Escribe Enrique Martínez Lozano: “El relato evangélico que habla de la virginidad de María no tiene nada de original. El mito de la “madre virgen” recorre toda la antigüedad, desde Egipto hasta la India. Horus, en Egipto, nace de la virgen Isis (tras el anuncio que le hace Thaw); Attis, en Frigia, de la virgen Nama; Krishna, en la India, de la virgen Devaki; Dionisos, en Grecia, y Mitra, en Persia, de vírgenes innominadas… Por cierto, de prácticamente todos ellos se dice que nacieron un 25 de diciembre, en el solsticio de invierno – en el hemisferio Norte – , justo cuando el Sol vuelve a “nacer”, venciendo a la noche.”
Celebramos hoy la maternidad de María y es importante desentrañar su significado más profundo y lo que significa para nosotros hoy.
Lo que nos dice Enrique Martínez es muy importante por varias razones. Es un acto de honestidad con la historia y con las historias de las religiones y de la espiritualidad; y sin duda no es casualidad que todas o casi todas las tradiciones religiosas hablen de nacimientos virginales y utilicen la fecha simbólica del 25 de diciembre. Por otro lado, también, nos ayuda a trascender el relato, para captar lo esencial.
Siendo honestos, saliendo de una lectura literal del texto y teniendo la valentía de trascender el relato, solo podemos ganar y crecer.

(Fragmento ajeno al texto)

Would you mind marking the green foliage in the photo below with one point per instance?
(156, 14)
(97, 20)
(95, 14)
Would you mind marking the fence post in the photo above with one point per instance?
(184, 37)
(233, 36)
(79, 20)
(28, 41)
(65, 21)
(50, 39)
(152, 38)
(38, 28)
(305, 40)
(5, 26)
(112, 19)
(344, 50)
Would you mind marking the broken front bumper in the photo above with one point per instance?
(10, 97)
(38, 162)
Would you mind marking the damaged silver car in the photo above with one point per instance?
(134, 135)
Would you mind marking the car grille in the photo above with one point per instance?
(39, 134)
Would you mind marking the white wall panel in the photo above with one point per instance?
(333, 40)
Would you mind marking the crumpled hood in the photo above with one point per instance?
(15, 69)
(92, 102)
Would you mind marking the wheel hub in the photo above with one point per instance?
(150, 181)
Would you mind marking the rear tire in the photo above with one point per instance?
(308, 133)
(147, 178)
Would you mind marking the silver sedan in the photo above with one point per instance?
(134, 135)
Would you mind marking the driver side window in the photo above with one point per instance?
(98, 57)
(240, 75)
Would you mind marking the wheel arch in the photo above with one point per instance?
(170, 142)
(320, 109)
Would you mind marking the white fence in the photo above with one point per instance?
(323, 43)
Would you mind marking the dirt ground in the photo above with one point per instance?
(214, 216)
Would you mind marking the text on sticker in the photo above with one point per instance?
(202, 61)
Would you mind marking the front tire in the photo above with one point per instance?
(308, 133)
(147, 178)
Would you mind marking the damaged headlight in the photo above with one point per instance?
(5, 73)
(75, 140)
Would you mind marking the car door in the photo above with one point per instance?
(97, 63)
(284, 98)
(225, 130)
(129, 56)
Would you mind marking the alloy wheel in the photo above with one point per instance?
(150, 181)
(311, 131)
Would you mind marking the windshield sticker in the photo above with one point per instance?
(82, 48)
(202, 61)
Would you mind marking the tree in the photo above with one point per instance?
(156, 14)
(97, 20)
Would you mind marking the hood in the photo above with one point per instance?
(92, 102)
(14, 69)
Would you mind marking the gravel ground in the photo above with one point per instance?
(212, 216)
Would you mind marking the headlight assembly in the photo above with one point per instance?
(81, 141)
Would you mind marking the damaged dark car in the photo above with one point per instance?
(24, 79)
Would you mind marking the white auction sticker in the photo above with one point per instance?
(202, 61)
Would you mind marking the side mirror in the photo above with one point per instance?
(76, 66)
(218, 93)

Así que…¡adelante!.
¿Qué hay detrás de la maternidad de María?
¿Qué expresa la virginidad de María?
Virginidad y maternidad van de la mano y son las dos caras de la misma moneda, por cuanto extraño y paradójico nos pueda parecer.
María, en la tradición cristiana, resume y concentra la belleza asombrosa de la armonía entre virginidad y maternidad.
María es madre porque es virgen y su ser virgen la convierte en madre.
La virginidad de María revela y expresa un corazón puro, abierto y disponible.
Esa es la clave de la virginidad. Por eso todos estamos llamados a la virginidad.
La virginidad indica una honestidad y un vacío radical. María es virgen porque está vacía de su “ego” y está totalmente disponible y abierta al Misterio.
Virginidad es dejarse “atravesar por el Misterio”, es no desear otra cosa que Dios, es dejarse fecundar por la semilla de la divinidad.
La luz puede atravesar completamente, solo una ventana virgen: una ventana totalmente transparente.
Una melodía solo puede expresarse a través de un espacio vacío: el agujero de la flauta nos lo muestra a la perfección.
Dejarse atravesar por el Misterio es decir “si” a la Vida, “si” al Amor.
Dejarse atravesar por el Misterio es vivir desde un profundo silencio interior, desde el cual, la Palabra puede ser y puede oírse.
Dejarse atravesar por el Misterio es ser cauce del torrente de la Vida.
Dejarse atravesar por el Misterio es estar siempre abiertos, serenos, en calma.
Dejarse atravesar por el Misterio es vivir desde la más pura confianza, sabiendo que todo estuvo bien, todo está bien y todo estará bien.
Y ocurre el milagro.
Desde esta virginidad brota vida, vida plena y abundante.
Desde este espacio vacío, la Vida puede ser, el Ser puede ser. Dios puede ser en ti, Dios puede expresarse y revelarse desde tu vacío asumido y amado.
Es la realidad que San Pablo expresaba de esta manera: “ya no vivo yo, sino que Cristo vive en mí: la vida que sigo viviendo en la carne, la vivo en la fe en el Hijo de Dios, que me amó y se entregó por mí”(Gal 2, 20).
Cuando trascendemos el “yo individual” – esta es la virginidad fundamental – la Vida puede manifestarse y revelarse. Seremos entonces madres y padres. Viviremos las verdaderas maternidad y paternidad. Seremos cocreadores del Infinito y de nuestra propia historia.
Veremos, por fin y con lágrimas de agradecimiento, que todo es gracias, todo es gratis, todo es gratuidad, todo es Vida.
Experimentaremos con asombro y gratitud las palabras del evangelio: “Les volcarán sobre el regazo una buena medida, apretada, sacudida y desbordante” (Lc 6, 38).